With few majors trading at the low multiples that make buybacks productive, this strategy doesn’t appear to be a value-enhancing path for the industry. That doesn’t mean big oil companies won’t do it—just that they shouldn’t, and investors shouldn’t stand for it.
The question of what majors will do next is also poignant for investors in the junior E&P sector.
The fate of a junior company can be much enhanced by aligning with the machinations of big oil. If a small E&P can get into a play with potential to attract the majors, it stands a much better of chance of receiving joint venture funding (vital for capital-intensive projects like deepwater drilling) or getting a lucrative buy-out from a big firm after initial, proof-of-concept success.

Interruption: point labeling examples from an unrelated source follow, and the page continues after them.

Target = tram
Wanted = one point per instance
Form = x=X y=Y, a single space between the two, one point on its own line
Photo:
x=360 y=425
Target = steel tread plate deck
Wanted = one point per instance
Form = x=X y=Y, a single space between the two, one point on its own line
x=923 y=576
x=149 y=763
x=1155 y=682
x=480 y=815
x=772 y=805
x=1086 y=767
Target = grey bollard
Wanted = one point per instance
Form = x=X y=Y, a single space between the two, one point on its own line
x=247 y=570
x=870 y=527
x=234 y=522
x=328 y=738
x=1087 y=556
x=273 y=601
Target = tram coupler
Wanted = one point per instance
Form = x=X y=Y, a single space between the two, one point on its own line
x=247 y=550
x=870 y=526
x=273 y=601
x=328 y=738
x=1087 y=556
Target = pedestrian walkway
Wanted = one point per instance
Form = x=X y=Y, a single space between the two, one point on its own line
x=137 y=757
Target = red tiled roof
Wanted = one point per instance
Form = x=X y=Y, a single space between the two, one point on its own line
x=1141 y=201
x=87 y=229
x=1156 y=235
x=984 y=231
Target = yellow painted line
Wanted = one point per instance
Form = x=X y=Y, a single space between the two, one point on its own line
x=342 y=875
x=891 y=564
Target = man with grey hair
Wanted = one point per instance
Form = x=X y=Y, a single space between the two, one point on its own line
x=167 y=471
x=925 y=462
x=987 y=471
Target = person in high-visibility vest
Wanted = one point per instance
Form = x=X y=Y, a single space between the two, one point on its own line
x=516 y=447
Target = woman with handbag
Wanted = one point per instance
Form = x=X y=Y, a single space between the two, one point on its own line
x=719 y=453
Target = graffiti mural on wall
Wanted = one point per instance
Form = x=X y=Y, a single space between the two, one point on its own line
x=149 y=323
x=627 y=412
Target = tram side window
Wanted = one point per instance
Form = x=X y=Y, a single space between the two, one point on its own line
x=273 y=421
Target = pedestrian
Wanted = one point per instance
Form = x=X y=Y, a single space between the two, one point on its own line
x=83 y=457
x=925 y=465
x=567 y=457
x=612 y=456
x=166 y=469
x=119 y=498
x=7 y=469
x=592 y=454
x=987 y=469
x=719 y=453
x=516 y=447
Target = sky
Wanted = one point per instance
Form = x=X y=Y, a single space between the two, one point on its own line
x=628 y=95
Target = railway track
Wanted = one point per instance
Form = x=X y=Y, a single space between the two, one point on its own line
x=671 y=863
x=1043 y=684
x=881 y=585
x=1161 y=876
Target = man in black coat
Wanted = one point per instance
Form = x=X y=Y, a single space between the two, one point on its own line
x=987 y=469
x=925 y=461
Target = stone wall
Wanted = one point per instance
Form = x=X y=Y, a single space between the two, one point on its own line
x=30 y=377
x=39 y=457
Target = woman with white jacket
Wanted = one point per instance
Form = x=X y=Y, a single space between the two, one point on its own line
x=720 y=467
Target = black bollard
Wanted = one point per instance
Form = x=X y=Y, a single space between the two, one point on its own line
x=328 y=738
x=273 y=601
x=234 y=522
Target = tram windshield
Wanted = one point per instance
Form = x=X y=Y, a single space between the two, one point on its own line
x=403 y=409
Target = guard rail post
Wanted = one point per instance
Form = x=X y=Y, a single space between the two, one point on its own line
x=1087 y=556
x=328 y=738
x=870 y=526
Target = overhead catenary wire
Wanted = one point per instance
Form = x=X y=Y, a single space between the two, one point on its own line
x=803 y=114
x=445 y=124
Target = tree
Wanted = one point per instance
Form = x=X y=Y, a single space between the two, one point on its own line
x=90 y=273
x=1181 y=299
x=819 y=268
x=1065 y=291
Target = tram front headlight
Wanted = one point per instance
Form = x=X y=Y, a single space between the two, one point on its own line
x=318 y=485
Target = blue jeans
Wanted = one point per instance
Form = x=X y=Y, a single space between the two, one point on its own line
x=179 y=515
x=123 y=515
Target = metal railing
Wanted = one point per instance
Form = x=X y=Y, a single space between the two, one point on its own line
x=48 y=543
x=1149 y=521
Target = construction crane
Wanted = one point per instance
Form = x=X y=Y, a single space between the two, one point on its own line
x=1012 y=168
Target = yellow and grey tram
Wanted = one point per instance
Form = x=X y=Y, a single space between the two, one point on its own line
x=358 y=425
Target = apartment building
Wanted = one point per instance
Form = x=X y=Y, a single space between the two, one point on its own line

So everyone is wondering: what’s big oil thinking in terms of the next big thing?
Tea Leaves in Australia and the Arctic
Unfortunately, there aren’t a lot of definitive indications on this question yet. But a couple of recent announcements from the majors might suggest an industry undercurrent that’s starting to swirl, perhaps to break the surface soon in a headline-grabbing way.
Such as in the Australian offshore. Where Shell reported this month it has begun drilling the first-ever development well for a floating liquefied natural gas project.
The “FLNG” technology is something Shell has been pushing for years. Rather than have a large, expensive liquefaction plant sunk into one spot on the planet, the floating module can be moved to any offshore location—and start sucking up, shipping and selling gas. Local government wants to increase taxes? Field doesn't turn out to be as big as modeled? Simply pull up anchor and let your billion-dollar facility set sail for greener pastures.
Shell’s initial test of FLNG will be the Prelude project in the Browse Basin, off northwest Australia. The current well is expected to take two years to drill, with another six wells to follow. All told, Prelude’s reserves are thought to be three trillion cubic feet.
If proved out, FLNG could be a game-changer for the industry. So-called “stranded” gas reserves—fields in places too remote or challenging to develop, or where no local gas market exists—might suddenly be economically viable. The east and northern coasts of Canada along with Alaska might benefit, as could large number of stranded gas fields in Southeast Asia. Take note, majors and juniors alike.
If it’s not exploiting new fields, the next move from the majors could be exploiting old fields better.
That’s the thrust of a new technological initiative from Norwegian major Statoil (NYSE: STO): the subsea factory.
The idea is to build an entire oil and gas processing plant on the sea floor. Making facilities much more stable and resilient, especially for cold or harsh environments. Statoil also believes subsea facilities will improve recovery rates and reduce production costs.
The company has already developed working seabed separation and injection systems. It started on the next piece of the puzzle this month, announcing a $100 million joint venture with electrical suppliers ABB to develop power transmission, distribution and conversion systems that can function in 3,000 metres of water depth.
With this in place, Statoil hopes to develop working underwater compressor units as soon as 2015.
The company estimates that the subsea factory could knock hundreds of millions off capital costs for offshore developments. Combined with lower production costs, that could make many marginal fields economic.
The other use of the technology would be taming wilds like the Arctic. Billion-barrel fields in these harsh environs might finally be unlocked if equipment can be tucked safely on the sea floor, out of the elements.
All of this could be pipe-dreaming. But it’s starting to look like, given the choice, majors today would rather manufacture new reserves than discover them. Keep an eye on the R&D space.